Heart thudding hard enough to bruise against her ribs, she shut the door on those thoughts lest they betray her, and followed Jason into a large bathing chamber below the level that held the receiving area. Curls of steam rose from the clear water. “This was meant to be turned off,” she said, sensing the fine tendrils of hair at her nape beginning to curl from the humidity. “I’ll take care of it after we leave.”

Not responding, Jason began to walk the edges of a bathing pool so large, it could’ve easily accommodated five adult angels. Ancient by design, the chamber had been put in when the palace was constructed for Eris’s incarceration, and he’d made good use of it.
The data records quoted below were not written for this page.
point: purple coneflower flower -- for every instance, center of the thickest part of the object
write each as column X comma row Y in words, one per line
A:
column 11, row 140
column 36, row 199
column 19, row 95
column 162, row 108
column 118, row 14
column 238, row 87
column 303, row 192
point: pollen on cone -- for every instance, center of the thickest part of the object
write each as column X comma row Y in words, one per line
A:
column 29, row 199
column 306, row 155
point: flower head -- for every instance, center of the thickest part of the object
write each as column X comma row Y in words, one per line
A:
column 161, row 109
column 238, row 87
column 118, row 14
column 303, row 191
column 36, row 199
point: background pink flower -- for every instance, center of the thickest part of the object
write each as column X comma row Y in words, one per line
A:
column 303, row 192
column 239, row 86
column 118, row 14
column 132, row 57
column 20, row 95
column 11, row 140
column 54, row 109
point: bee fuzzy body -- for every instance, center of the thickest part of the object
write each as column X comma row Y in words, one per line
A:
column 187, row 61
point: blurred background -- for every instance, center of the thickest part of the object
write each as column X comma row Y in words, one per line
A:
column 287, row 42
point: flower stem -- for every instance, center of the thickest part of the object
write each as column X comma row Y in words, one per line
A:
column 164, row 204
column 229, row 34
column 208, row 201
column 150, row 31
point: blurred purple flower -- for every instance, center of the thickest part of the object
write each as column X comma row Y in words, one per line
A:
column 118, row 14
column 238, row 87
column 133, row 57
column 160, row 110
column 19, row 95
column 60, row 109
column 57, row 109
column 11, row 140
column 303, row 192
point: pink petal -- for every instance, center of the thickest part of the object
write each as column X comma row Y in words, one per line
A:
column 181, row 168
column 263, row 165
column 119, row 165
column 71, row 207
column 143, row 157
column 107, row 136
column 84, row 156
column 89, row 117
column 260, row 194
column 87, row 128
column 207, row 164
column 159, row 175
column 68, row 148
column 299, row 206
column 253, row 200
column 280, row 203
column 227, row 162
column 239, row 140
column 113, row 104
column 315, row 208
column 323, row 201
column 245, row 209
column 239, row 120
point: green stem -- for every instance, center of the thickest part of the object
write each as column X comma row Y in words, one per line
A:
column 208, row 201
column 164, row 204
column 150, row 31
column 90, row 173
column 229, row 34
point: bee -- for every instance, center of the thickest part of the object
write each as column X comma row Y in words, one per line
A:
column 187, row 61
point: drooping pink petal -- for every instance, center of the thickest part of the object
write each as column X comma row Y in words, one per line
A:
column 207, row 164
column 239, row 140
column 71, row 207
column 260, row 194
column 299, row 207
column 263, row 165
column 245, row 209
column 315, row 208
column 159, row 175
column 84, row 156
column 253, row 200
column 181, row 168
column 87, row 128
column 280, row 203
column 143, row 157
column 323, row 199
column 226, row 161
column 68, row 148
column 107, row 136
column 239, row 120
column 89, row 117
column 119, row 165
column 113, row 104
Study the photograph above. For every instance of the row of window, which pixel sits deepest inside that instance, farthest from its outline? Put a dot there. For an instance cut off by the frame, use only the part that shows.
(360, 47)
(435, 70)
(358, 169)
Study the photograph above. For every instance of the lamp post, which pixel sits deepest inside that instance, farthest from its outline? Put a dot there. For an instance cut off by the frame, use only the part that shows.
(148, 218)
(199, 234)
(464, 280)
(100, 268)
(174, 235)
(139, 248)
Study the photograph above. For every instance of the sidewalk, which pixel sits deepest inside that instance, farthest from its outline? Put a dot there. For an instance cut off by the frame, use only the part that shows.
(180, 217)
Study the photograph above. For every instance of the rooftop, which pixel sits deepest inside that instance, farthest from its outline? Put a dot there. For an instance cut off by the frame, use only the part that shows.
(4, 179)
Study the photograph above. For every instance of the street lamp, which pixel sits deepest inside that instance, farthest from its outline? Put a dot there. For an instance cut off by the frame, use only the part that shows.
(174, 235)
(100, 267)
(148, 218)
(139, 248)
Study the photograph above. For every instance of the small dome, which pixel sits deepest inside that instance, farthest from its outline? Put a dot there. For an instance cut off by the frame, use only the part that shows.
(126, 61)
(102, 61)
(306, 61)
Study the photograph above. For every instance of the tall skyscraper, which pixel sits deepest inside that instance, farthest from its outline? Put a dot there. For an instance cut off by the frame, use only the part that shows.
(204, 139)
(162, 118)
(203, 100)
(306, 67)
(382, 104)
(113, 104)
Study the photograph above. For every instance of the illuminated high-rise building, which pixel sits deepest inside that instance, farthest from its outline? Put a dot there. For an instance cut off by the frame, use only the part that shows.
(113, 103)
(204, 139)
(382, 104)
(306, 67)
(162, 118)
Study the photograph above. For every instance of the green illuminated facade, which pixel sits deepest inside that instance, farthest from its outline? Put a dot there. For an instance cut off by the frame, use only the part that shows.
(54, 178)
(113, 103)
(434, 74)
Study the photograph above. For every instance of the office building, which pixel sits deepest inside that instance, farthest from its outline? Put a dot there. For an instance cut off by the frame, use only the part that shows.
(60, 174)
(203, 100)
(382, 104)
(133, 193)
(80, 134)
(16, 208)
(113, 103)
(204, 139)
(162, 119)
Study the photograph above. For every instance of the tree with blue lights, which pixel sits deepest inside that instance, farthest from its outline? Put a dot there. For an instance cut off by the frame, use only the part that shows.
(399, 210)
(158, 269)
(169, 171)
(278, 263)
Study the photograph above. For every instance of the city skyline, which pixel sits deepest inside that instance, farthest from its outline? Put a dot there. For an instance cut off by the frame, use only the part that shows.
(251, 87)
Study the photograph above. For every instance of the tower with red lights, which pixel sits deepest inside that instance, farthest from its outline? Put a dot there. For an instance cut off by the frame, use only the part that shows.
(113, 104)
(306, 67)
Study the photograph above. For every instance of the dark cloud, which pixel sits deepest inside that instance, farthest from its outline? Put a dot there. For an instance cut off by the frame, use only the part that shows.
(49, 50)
Many a time when she’d been sent by Neha to see if he needed anything, it had been to find him lounging in the bath.

“Has Neha not slit your throat yet?” A bored sigh, his wings spread as he leaned against the edge, arms lying on the painted tiles carried from Italy by angelic couriers. “A pity.”

The stab of memory wasn’t enough to distract her from catching the subtle twist of Jason’s hand as he slipped something into his pocket. “What’s that?”

No surprise or guilt on his face. “I assume this is Eris’s?” he said, retrieving the object.

Walking to stand nearer to him than she had till then, she examined the thick gold ring set with tanzanite, dangerously conscious of the penetrating intensity of the spymaster’s eyes. “Yes.” Only centuries of practice kept her voice from cracking under the silent, inexorable pressure. “Not a favorite, so he may well have forgotten it here.”

Jason placed it in her hand. “I would not want to be accused of stealing.”

Mahiya felt color tinge her cheeks at the gentle, lethal words. “My apologies. I didn’t mean to imply anything of the kind.” What she’d meant to imply was that he was hiding something from her. That, she couldn’t permit.